This may have something to do with the fact that I’ve been away from Lily all day and therefore also away from the stresses and strains of being around a toddler for hours on end. Along with the fact that I am so broody at the moment! But I was just tucking Lily in to bed and looking at her and had a little soppy moment. It feels like lately she is becoming so much more of a little girl rather than a baby. I know she’s not been a baby for a while now, we have had the full blast of the (almost) threenager stage recently! (Nobody told me 3 is worse than 2 for tantrums!!) Nursery is on the horizon and school next year!!
When I fell pregnant everyone said to me cherish every moment as they grow up so fast! I nodded and said yes I would, but do I? It’s hard to cherish every moment when you’re knee deep in poo and sick and milk in the newborn phase, and then working out how to calm a tantrumming toddler down when you tell them they can’t keep licking the window. I love family time, but sometimes it’s hard not to will on 7pm and bedtime just to sit and relax for a bit. I previously wrote about mum guilt/parent guilt and the feeling at the end of the day that we just haven’t been a great parent today. Like we could have done more, or we shouldn’t have shouted, or we should have taken them out and we didn’t.
I think the pressure to “cherish EVERY moment” is part of that guilty feeling. For example family days out. It’s like when I was younger and my friends and I would hype each other up about a party or a night out. Planning meticulously and saying it would be the “best night ever” we would go out with such high expectations, trying to savour every second… and then it would be a flop. And it’s the same for family days out, you can bet if we plan a big day out for Lily she’ll be in a tricky mood and we’ll then feel awful that the day hasn’t gone quite as well as we hoped. But a spur of the moment trip to the playground and wander round town can be a fantastic day even if it wasn’t so grand.
Days always have their ups and downs.
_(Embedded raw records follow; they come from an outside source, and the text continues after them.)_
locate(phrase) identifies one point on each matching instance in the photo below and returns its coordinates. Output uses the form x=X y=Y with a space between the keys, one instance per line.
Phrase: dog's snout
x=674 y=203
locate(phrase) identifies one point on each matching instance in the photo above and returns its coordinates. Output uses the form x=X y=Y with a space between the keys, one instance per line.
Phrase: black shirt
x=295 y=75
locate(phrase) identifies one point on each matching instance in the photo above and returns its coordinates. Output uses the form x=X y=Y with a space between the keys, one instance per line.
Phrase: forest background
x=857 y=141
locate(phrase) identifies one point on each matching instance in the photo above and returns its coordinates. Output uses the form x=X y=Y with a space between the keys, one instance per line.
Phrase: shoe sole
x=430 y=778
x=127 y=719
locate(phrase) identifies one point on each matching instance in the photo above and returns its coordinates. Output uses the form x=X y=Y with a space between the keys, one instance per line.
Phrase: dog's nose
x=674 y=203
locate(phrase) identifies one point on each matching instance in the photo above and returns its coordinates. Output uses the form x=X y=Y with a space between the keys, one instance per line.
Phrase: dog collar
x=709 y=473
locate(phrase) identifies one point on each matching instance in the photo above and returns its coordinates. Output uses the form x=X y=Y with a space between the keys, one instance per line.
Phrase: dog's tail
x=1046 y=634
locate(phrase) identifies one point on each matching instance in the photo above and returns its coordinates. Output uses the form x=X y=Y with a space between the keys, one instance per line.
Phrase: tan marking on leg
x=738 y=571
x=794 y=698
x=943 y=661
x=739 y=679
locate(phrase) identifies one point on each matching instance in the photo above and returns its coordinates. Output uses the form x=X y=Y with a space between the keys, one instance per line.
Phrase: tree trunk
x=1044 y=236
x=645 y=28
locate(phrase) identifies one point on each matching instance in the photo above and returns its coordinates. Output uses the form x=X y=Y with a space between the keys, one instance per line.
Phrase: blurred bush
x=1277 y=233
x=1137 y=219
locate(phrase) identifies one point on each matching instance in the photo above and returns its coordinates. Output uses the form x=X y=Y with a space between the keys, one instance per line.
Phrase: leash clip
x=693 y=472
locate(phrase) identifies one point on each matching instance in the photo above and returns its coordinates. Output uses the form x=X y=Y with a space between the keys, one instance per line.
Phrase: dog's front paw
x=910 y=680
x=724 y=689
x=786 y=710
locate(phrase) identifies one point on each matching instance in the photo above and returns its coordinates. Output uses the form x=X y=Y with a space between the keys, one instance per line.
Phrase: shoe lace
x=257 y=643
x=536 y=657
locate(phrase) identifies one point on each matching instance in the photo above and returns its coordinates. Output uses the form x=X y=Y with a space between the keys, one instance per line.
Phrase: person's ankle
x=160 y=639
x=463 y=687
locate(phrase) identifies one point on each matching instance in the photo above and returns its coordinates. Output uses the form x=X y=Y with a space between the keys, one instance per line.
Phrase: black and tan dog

Last Wednesday for example: Lily was on a go slow getting ready in the morning so that was stressful with lots of nagging and “Lily put your socks on, no not on your hands on your feet!” It was then followed by her dance class which started off terribly as Lily clung screaming to me and the dance teacher had to peel her off me. But then there was a massive high as she came out smiling and it turned out she loved it once she’d settled down! We then went to our friend’s house which was another high as the girls played nicely, but then Lily was tired and grouchy when we got home. To cherish every single moment of that day is difficult. I would still say it was a really good day though. There is very rarely a totally perfect day, especially when unpredictable and emotional toddlers (and mummy’s) are involved!
I suppose the “mummy guilt” I felt whilst putting Lily to sleep a moment ago when I felt like I wasn’t cherishing her enough, is ridiculous. Of course I cherish her, I love her with all my heart. I put her first above all else. It is impossible to cherish EVERY moment, we are busy parents working, providing, cooking, cleaning for our children which means not always having the time to sit back and take in a moment as it’s happening. Do I try and cherish every moment, yes. But should I beat myself up if I don’t always, no.